2011 was the 375th year of Harvard College, but it was also the fourth year of the Harvard College Program in General Education. The former anniversary was celebrated with a massive cake, but the latter may hold more significance for students. The new Gen Ed requirements have calcified a trend of seeking applicability instead of meaning out of the undergraduate education, a trend that betrays the ideals upon which Harvard as a college was founded. Pre-2007, this mentality was already pervasive in the actions and priorities of students, but now it is actually endorsed by the University. As one of the last cohort of students fulfilling their general requirements under the Core Curriculum instead of Gen Ed, I worry that the Core hasn’t been mourned enough. The Core provided a good education, and its trendy, 21st-century, interdisciplinary, “useful” replacement is an unwelcome change.

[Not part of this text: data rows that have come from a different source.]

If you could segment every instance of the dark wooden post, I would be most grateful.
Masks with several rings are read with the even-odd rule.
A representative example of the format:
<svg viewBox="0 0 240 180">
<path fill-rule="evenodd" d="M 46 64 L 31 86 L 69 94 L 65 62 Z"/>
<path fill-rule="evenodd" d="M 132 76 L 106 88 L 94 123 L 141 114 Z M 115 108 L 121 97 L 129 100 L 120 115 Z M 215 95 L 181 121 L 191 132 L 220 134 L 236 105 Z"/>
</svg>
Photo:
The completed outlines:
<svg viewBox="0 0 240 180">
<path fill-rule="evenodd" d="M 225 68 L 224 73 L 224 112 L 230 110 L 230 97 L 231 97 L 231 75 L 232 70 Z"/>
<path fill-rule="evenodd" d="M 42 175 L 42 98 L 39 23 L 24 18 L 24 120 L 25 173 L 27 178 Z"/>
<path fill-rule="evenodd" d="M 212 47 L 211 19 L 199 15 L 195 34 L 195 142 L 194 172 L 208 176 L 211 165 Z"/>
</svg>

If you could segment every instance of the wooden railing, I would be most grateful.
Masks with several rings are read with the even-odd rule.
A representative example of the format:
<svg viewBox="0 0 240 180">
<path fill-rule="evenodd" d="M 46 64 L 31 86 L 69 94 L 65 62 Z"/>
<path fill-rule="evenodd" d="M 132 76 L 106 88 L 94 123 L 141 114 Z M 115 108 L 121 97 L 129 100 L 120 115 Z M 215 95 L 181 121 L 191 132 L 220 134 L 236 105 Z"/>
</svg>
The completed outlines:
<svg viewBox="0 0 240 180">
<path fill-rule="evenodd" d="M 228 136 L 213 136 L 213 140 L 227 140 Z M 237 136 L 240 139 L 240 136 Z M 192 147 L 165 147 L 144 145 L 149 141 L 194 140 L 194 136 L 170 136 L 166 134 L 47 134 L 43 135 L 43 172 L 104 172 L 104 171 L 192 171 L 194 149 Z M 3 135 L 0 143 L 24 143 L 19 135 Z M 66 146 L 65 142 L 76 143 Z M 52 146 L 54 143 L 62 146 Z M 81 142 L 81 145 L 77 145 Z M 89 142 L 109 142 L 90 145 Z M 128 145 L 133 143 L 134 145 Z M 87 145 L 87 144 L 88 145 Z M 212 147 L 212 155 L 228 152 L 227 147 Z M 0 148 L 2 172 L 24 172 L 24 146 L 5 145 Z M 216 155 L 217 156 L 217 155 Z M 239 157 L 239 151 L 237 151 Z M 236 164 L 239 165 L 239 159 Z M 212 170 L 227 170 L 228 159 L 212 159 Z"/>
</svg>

From the ’40s to today, college-wide undergraduate requirements have swung from being philosophical to applicable. In 1979, the College moved from mandating that students take courses in social sciences, humanities, and natural sciences to mandating courses in seven of eleven disciplines. Then-Dean of the Faculty of Arts and Sciences Henry A. Rosovsky oversaw the creation of 70-odd specific “Core” courses that were independent of any department. Then, in 2007, the faculty voted to move to Gen Ed, which requires students to take classes in eight general categories of learning. At the time, On Harvard Time joked that the curricular review committee had just used a “thesaurus.”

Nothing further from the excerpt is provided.